As he deliberates on his own vengeful response to the God’s unethicality, the opera is finished by the sound of echoes emanating from the scorned and betrayed Rheinmaidens, again screaming and writhing in agony and sorrow at the fate of their lost treasure at the unlawful hands of those who were given powers exclusively for righteous duties and not selfish prosperity.

Connections With ‘Covenant’

What is clearly observed is the depth at which this quotation correlates to the opening scene of “Alien: Covenant.” Even the name of the movie itself is a satirical chide of Christian theological conceptions of the pact of God and Man, most notably the passage in Genesis (9:13-16) giving an on-the-nose correlation between Bifröst and its Biblical alternative, “And whenever the rainbow appears in the clouds, I will see it and remember the everlasting covenant between God and every living creature of every kind that is on the earth.”

When the scene first starts, David is seen inquisitively gazing at Michaelangelo’s towering David, a sculptural testament to man’s wanton desire to produce perfection, this throughline made deeper when considering Michelangelo’s childhood pain of having not been entirely the perfect son [He was not interested in pursuing the family, stone cutting business although eventually, he took it up via stone sculpting].
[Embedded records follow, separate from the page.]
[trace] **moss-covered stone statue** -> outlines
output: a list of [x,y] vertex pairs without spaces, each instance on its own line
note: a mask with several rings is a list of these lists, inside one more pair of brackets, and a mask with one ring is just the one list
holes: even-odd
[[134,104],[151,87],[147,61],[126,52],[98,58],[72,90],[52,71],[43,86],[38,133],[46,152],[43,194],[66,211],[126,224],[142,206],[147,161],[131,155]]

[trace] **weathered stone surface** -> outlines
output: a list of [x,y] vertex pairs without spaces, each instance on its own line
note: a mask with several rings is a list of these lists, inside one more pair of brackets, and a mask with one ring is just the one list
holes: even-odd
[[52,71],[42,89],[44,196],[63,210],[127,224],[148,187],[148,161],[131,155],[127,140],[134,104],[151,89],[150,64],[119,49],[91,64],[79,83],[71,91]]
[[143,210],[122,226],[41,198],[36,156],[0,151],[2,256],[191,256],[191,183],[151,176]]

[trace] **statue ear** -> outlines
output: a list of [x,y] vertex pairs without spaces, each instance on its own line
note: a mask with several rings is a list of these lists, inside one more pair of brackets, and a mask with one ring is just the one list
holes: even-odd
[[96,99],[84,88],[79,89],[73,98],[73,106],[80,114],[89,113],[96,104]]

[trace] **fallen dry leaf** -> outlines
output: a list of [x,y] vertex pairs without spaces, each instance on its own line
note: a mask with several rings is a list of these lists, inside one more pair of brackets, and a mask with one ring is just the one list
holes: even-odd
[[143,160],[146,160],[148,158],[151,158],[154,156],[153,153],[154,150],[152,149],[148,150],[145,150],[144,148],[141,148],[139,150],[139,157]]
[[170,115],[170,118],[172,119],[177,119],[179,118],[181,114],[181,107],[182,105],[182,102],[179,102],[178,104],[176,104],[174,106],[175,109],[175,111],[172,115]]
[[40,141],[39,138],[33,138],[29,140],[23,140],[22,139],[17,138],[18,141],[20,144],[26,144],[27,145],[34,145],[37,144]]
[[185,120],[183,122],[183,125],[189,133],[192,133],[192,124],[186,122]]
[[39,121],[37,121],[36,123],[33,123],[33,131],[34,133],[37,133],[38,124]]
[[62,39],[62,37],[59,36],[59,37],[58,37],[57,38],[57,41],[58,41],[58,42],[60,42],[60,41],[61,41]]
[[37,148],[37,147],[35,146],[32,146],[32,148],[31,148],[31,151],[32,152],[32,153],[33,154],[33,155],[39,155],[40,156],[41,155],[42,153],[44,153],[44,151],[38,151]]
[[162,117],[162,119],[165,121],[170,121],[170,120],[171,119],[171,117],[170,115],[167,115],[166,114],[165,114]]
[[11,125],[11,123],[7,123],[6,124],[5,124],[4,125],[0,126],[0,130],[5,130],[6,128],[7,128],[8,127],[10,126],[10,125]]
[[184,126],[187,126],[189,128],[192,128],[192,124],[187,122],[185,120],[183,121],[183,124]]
To counteract this filial deficit, perhaps he aligns his experiences with the main subject, the Biblical hero David who, aided by invisible celestial fortification, is seen gearing up and preparing to fight against the Philistine giant Goliath with nothing but a modest sling and an accompanying stone projectile. In another representational layer present in the beginning of the scene,  David’s face is covered up due to his looming stature and skylight placement, masking his pensive visage at his internal dilemma whether or not to fight Goliath, a foe completely overpowering in bodily form.

All these factors combined (i.e., Michelangelo’s personal development, David’s agitated introspection, android David’s childlike fascination with the hero figure, concurrent with his burgeoning sentience and Weyland’s growing animosity towards his “creation”), when Weyland asks David, “What is your name?,” the android from that moment on knows he is more than the simple servant, answering “David.” He specifically chooses Wagner, namely “The Entrance into Valhalla” to signify his own journey from passive slave to ambitious Master. David awakens to his humanity, while Weyland sadly loses his own.